Köklü şerî siyasi çözüm, boş insaniyetler ve yamalı çözümler değildir. Dolayısıyla ajan yöneticileri devirmek, bağış yapmaktan daha önemli bir vacip olup dua etmekten daha öncelikli ve Gazze'ye yardım etmeye tüm yüzeysel çözümlerden daha yakındır. Zira bugünkü yöneticiler, Yahudilerden daha tehlikelidir; çünkü ümmetin orduları ile cihad sahaları arasındaki gerçek engel bizzat onlardır.

Sen, biz ve tüm ümmet olarak yapmamız gerekenler:

- Gazze'yi kuşatan ve halkların onurunu çiğneyen mevcut rejimleri ifşa etmemiz.

- Ordulara hitap etmemiz ve onlara, Allah'a ve tarihe karşı sorumluluk yüklememiz; çünkü silahları, mevzileri ve kışlaları elinde bulunduranlar onlardır.

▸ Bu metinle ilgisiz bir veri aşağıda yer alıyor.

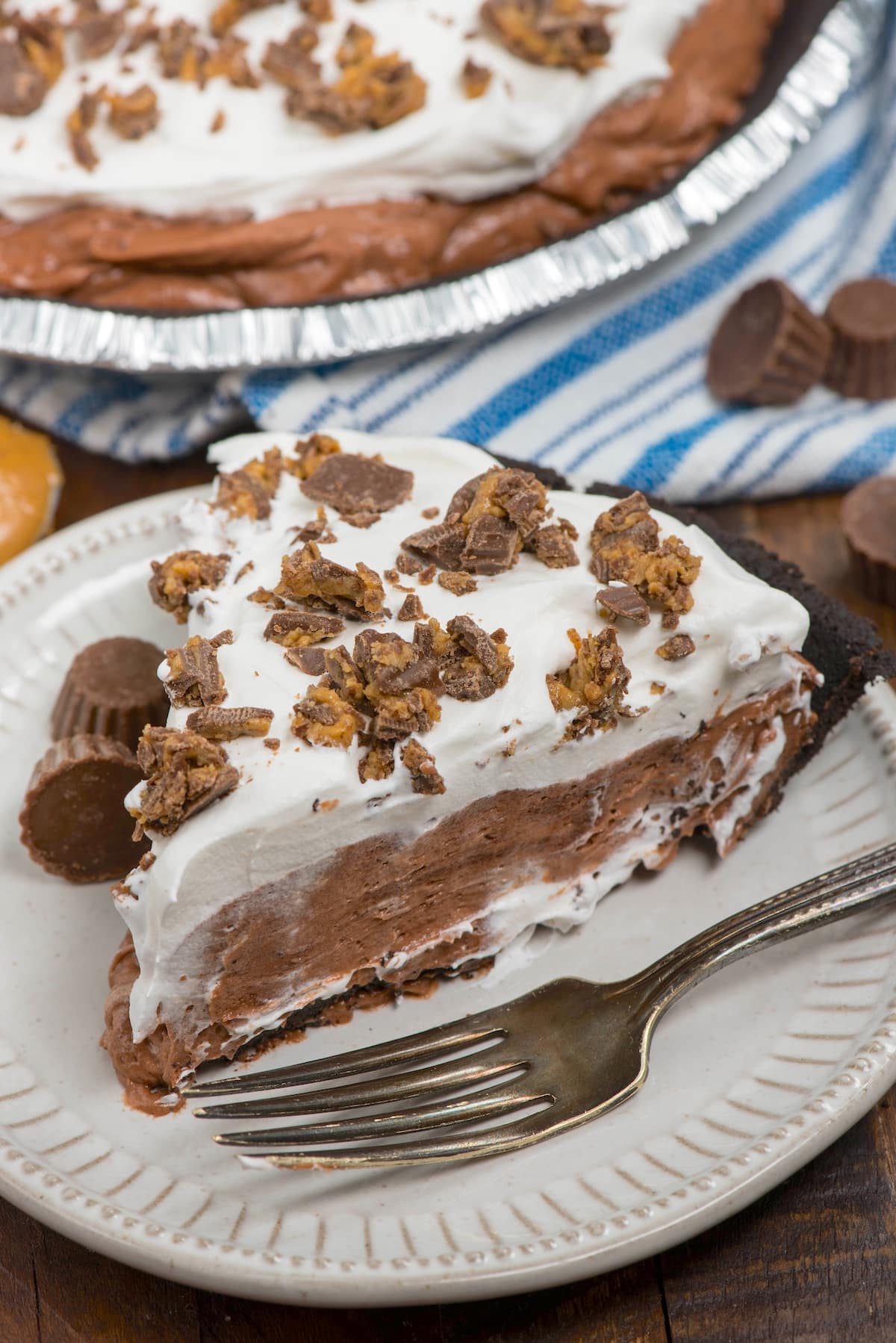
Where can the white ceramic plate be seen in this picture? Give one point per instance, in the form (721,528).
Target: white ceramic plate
(753,1073)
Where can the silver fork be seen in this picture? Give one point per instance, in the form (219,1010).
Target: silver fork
(544,1063)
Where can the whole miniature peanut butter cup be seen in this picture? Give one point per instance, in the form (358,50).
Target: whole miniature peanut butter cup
(113,691)
(73,819)
(869,525)
(862,321)
(768,348)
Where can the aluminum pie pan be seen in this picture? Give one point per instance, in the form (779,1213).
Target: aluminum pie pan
(323,333)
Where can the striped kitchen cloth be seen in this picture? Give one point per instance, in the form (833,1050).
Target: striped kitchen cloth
(610,387)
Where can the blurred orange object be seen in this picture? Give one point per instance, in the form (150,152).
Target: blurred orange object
(30,484)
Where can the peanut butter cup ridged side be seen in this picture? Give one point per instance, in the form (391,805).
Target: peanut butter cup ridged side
(862,321)
(768,348)
(113,691)
(869,525)
(73,819)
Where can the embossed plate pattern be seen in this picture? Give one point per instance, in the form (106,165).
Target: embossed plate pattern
(320,333)
(753,1075)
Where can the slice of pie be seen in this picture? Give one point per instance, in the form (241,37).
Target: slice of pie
(422,704)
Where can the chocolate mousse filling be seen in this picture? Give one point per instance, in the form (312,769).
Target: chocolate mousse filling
(120,258)
(312,928)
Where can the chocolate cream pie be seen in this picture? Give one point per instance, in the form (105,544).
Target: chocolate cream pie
(199,155)
(422,704)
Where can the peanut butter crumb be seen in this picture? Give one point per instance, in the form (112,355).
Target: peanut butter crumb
(181,574)
(184,774)
(594,684)
(625,545)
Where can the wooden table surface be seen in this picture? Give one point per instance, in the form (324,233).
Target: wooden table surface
(815,1262)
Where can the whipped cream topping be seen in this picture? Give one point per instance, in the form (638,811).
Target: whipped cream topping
(746,634)
(267,163)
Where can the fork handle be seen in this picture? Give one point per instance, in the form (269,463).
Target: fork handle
(821,900)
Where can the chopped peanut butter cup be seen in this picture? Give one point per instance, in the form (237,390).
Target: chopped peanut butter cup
(73,821)
(112,689)
(862,321)
(768,348)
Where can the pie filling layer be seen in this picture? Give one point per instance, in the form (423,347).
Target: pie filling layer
(163,199)
(421,707)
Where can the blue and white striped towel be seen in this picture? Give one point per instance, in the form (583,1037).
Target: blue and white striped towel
(608,388)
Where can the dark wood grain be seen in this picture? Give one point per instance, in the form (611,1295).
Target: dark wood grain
(815,1262)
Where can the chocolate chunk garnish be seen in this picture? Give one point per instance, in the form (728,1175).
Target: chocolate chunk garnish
(626,602)
(391,664)
(227,725)
(551,33)
(476,664)
(228,13)
(99,30)
(460,582)
(862,317)
(326,719)
(370,92)
(411,609)
(73,819)
(489,520)
(679,646)
(184,572)
(344,674)
(359,485)
(184,774)
(301,629)
(112,689)
(309,453)
(442,543)
(134,114)
(195,677)
(379,762)
(625,545)
(80,122)
(593,685)
(399,684)
(242,496)
(474,79)
(311,661)
(553,545)
(625,531)
(22,86)
(491,545)
(408,565)
(421,764)
(768,348)
(308,575)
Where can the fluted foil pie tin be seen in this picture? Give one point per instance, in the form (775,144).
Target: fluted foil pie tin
(321,333)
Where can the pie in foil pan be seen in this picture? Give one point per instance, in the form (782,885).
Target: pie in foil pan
(815,57)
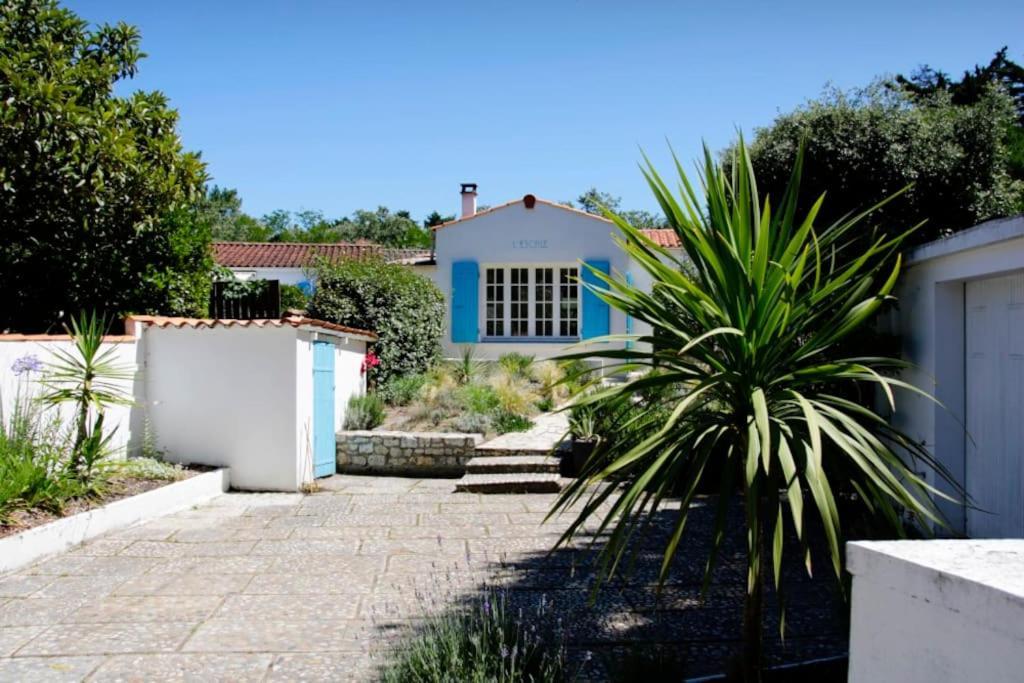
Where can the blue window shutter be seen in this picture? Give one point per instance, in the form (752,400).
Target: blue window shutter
(629,318)
(465,304)
(595,311)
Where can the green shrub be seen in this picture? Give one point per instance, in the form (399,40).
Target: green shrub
(505,422)
(292,296)
(365,412)
(472,423)
(147,468)
(404,309)
(514,393)
(517,365)
(402,390)
(487,641)
(478,398)
(467,368)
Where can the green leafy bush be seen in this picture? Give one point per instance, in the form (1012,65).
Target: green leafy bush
(467,369)
(505,422)
(402,390)
(487,641)
(517,365)
(365,412)
(147,468)
(404,309)
(96,204)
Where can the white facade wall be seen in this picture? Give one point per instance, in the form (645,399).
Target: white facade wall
(13,347)
(243,397)
(931,323)
(937,610)
(516,236)
(226,396)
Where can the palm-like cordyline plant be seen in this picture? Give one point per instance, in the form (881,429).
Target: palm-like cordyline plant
(745,343)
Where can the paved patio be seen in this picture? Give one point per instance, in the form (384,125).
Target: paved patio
(268,587)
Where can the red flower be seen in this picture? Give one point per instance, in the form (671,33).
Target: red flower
(371,359)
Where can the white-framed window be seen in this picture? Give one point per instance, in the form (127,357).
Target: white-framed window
(531,302)
(495,298)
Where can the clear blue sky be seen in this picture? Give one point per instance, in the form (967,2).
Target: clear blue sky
(342,105)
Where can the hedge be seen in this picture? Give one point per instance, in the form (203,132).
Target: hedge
(404,309)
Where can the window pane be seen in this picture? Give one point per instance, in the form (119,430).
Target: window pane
(544,302)
(495,300)
(568,313)
(519,301)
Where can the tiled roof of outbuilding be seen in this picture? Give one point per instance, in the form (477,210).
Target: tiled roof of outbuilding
(301,255)
(198,323)
(663,237)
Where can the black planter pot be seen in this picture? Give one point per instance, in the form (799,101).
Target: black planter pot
(572,463)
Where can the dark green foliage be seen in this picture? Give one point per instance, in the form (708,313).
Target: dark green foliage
(861,146)
(365,412)
(402,390)
(404,309)
(293,297)
(973,88)
(504,422)
(95,189)
(487,641)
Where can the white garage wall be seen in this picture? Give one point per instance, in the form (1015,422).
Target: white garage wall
(930,322)
(226,396)
(15,346)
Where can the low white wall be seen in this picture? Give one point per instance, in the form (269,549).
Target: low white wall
(937,610)
(226,396)
(23,549)
(13,347)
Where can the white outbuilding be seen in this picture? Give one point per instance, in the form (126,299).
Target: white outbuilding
(962,323)
(264,397)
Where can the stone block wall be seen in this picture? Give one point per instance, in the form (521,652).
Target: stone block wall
(419,454)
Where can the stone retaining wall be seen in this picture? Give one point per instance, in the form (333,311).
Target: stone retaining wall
(420,454)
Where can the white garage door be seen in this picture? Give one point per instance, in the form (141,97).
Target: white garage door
(994,369)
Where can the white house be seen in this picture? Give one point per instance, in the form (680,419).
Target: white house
(510,276)
(962,322)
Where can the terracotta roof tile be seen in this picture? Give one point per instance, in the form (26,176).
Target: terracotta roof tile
(199,323)
(664,237)
(300,255)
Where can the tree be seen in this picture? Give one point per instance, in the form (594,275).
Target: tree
(406,309)
(95,190)
(744,369)
(221,208)
(973,88)
(593,200)
(435,219)
(865,144)
(384,227)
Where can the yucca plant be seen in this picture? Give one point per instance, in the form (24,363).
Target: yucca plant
(745,346)
(89,378)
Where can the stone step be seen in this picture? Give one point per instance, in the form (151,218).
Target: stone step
(529,482)
(512,464)
(485,451)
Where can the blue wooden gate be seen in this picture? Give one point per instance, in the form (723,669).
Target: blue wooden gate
(324,443)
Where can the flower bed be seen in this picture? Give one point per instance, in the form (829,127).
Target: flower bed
(467,396)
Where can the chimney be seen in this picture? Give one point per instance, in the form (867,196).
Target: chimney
(468,193)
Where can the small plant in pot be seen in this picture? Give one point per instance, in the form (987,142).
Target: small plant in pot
(584,430)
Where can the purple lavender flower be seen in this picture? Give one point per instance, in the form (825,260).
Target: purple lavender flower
(27,364)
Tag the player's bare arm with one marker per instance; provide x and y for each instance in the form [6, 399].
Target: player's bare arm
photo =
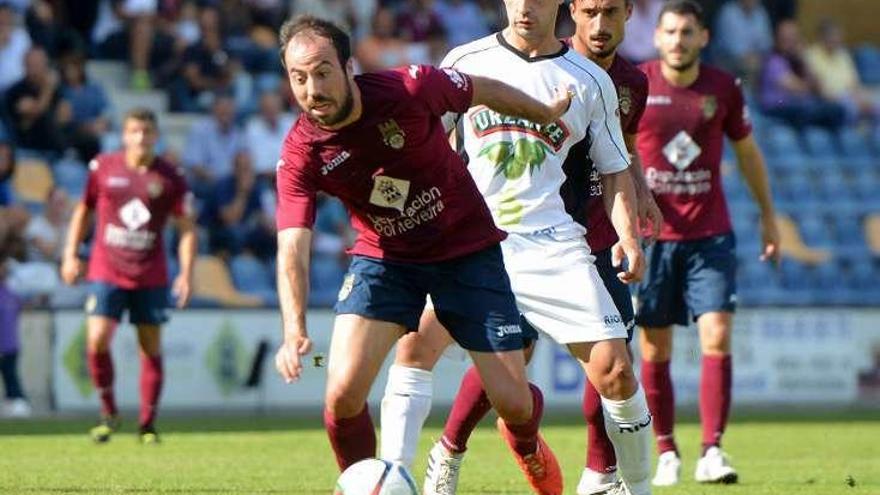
[620, 197]
[507, 100]
[71, 265]
[754, 171]
[187, 248]
[294, 245]
[648, 212]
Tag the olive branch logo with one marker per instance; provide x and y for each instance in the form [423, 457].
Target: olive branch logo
[512, 159]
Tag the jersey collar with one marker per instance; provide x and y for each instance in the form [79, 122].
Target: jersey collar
[503, 42]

- Bağış ve insanlık sloganlarıyla insanları uyuşturup onları, yöneticileri devirip Hilafeti kurmak gibi azim bir farzdan uzaklaştıran kişilerin sahteliğini ifşa etmemiz.

Senin görevin, ya İslam'ın otoritesini yeniden tesis etmek için ideolojik bir partide çalışanlardan olmak ya da seyirci kalarak ihmalinden dolayı hesaba çekilmektir. Seçim senin; ancak değişim taşıyıcılarına katılman, Allah'ı razı edecek ve vakıayı değiştirecek olan bir fiildir.